Les modèles fermés comme ChatGPT sont proposés sous forme de services (API, interfaces SaaS), clé en main et immédiatement opérationnels. Pour de nombreuses entreprises, cela permet un time-to-market très rapide, avec un niveau de fiabilité élevé, des mécanismes de filtrage robustes, et un support technique professionnel. Ces modèles bénéficient d’un entraînement massif, souvent couplé à des techniques de RLHF (renforcement par feedback humain), garantissant une stabilité conversationnelle et une meilleure gestion des réponses sensibles.

Ce modèle "as-a-service" est particulièrement adapté aux entreprises qui cherchent à intégrer rapidement l’IA dans leurs opérations sans développer d’expertise interne poussée. Il présente toutefois deux inconvénients majeurs : une dépendance vis-à-vis du fournisseur (vendor lock-in) et une exposition plus grande à des risques de confidentialité, notamment si les données traitées sont sensibles.

Coûts et scalabilité : une approche différenciée selon les cas d’usage

Côté coûts, les modèles ouverts sont attrayants à moyen-long terme. Une fois déployés, ils permettent de s’affranchir des frais d’API ou de licence à l’usage, qui peuvent devenir prohibitifs à grande échelle. Cela est particulièrement intéressant pour les entreprises qui prévoient un volume élevé de requêtes (par exemple, dans des assistants internes ou des chatbots clients intensifs). Les coûts initiaux d’intégration sont plus élevés, mais ils peuvent être amortis rapidement si le volume ou la durée d’usage le justifient.

Les modèles fermés, quant à eux, offrent une tarification plus simple et une scalabilité immédiate. Ils sont idéaux pour tester un produit ou valider un business model rapidement. En revanche, à mesure que l’adoption croît, les coûts opérationnels peuvent dépasser ceux d’un modèle open source auto-hébergé.

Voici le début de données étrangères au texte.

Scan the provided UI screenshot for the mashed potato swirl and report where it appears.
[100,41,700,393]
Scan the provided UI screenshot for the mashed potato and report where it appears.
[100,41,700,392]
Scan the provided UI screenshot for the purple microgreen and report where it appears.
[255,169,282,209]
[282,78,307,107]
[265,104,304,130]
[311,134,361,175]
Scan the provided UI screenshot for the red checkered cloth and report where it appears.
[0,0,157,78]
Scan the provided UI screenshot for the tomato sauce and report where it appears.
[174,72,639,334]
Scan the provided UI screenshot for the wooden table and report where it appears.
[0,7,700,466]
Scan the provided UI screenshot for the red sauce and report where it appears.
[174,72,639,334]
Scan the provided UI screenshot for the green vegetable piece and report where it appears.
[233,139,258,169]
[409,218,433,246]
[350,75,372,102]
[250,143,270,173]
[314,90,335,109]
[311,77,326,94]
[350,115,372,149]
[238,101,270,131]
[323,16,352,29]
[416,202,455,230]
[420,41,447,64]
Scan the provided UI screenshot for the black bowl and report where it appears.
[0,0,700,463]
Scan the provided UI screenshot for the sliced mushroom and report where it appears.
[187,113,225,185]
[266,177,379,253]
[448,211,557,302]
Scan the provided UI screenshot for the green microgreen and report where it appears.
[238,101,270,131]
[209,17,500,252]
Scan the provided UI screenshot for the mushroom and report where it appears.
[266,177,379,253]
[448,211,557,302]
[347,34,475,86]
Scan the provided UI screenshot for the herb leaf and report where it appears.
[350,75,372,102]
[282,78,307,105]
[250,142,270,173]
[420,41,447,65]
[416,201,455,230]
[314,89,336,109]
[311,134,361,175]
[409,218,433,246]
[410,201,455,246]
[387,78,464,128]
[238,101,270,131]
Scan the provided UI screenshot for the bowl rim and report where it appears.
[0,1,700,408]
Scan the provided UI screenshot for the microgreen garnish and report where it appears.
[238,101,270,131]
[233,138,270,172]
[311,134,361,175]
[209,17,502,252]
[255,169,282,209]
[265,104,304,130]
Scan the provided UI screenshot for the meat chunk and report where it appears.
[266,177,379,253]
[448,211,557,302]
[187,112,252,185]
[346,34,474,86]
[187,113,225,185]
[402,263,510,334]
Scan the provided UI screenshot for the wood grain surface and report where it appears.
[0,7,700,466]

Innovation et agilité : un équilibre à trouver

Les modèles ouverts favorisent l’innovation. Grâce à une large communauté de développeurs, à la liberté de modification et à la rapidité d’évolution des versions, ils permettent une agilité technique difficile à atteindre avec des modèles fermés. De nombreuses startups technologiques utilisent des modèles comme Mistral ou Mixtral pour construire des produits différenciants sans contrainte d’API.

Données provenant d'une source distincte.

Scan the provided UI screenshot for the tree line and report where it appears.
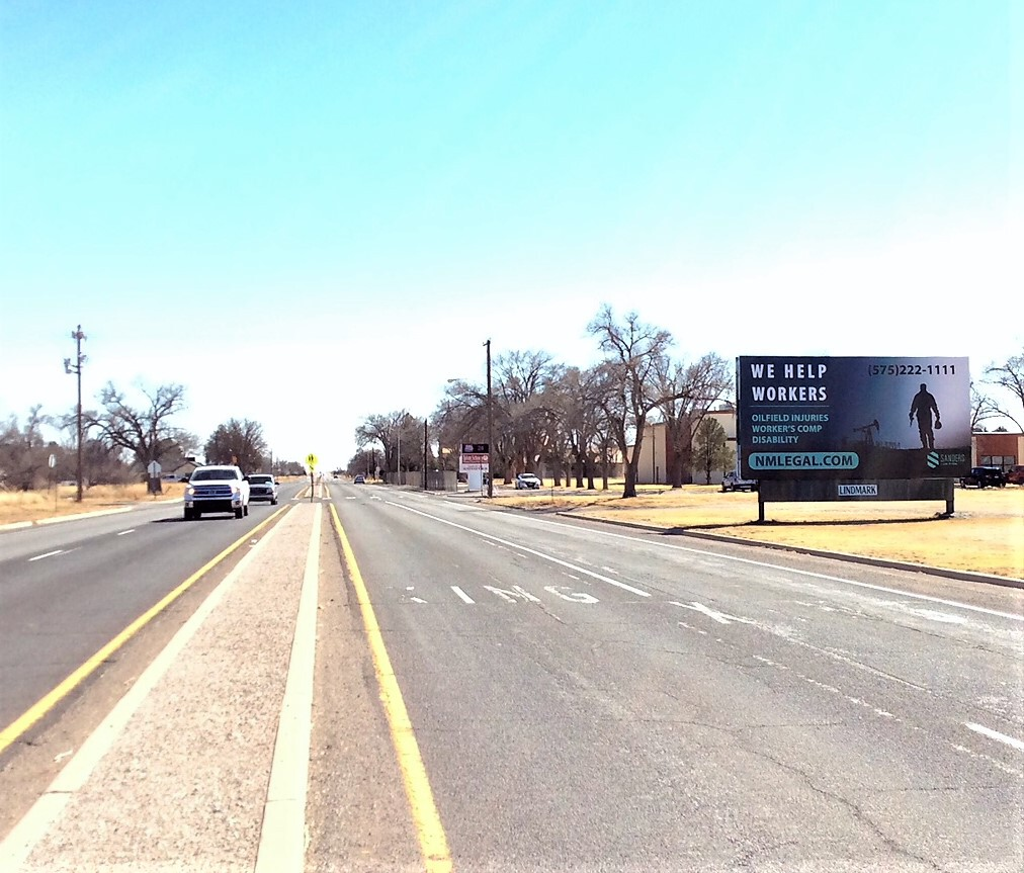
[0,383,304,490]
[349,306,733,496]
[348,305,1024,497]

Les modèles fermés, de leur côté, proposent des mises à jour régulières, des versions de plus en plus performantes et des fonctionnalités intégrées (mémoire, vision, agents…). Pour les entreprises cherchant à se concentrer sur le produit final plutôt que sur la technologie sous-jacente, cela peut représenter une meilleure allocation des ressources.

Risque réglementaire et gouvernance

Du point de vue de la conformité, les modèles fermés apportent une certaine sérénité : le fournisseur prend en charge les problématiques de sécurité, de protection des données, de filtrage des contenus illicites, etc. Cela peut faciliter la gestion du risque juridique, en particulier dans les secteurs fortement régulés.

En revanche, les modèles ouverts impliquent une responsabilité directe de l’entreprise dans la gouvernance du modèle. Cela peut être vu comme une contrainte, mais aussi comme un avantage en termes de contrôle et de transparence, notamment dans une logique de conformité RGPD.

Au total, le choix entre modèle fermé et modèle ouvert n’est pas binaire, ni définitif. Il dépend du niveau de maturité technologique de l’entreprise, de ses priorités court terme (rapidité, coûts, conformité) et de sa vision long terme (souveraineté, innovation, différenciation). Certaines entreprises n’hésitent plus à hybrider les deux approches : test sur modèle fermé, déploiement sur modèle ouvert ; ou encore utilisation d’un modèle ouvert affiné et sécurisé à des fins internes, tout en utilisant un modèle fermé pour les interactions externes.

Dans tous les cas, l’enjeu est clair : faire de l’IA générative non pas une simple couche d’automatisation, mais un levier stratégique de performance et d’innovation.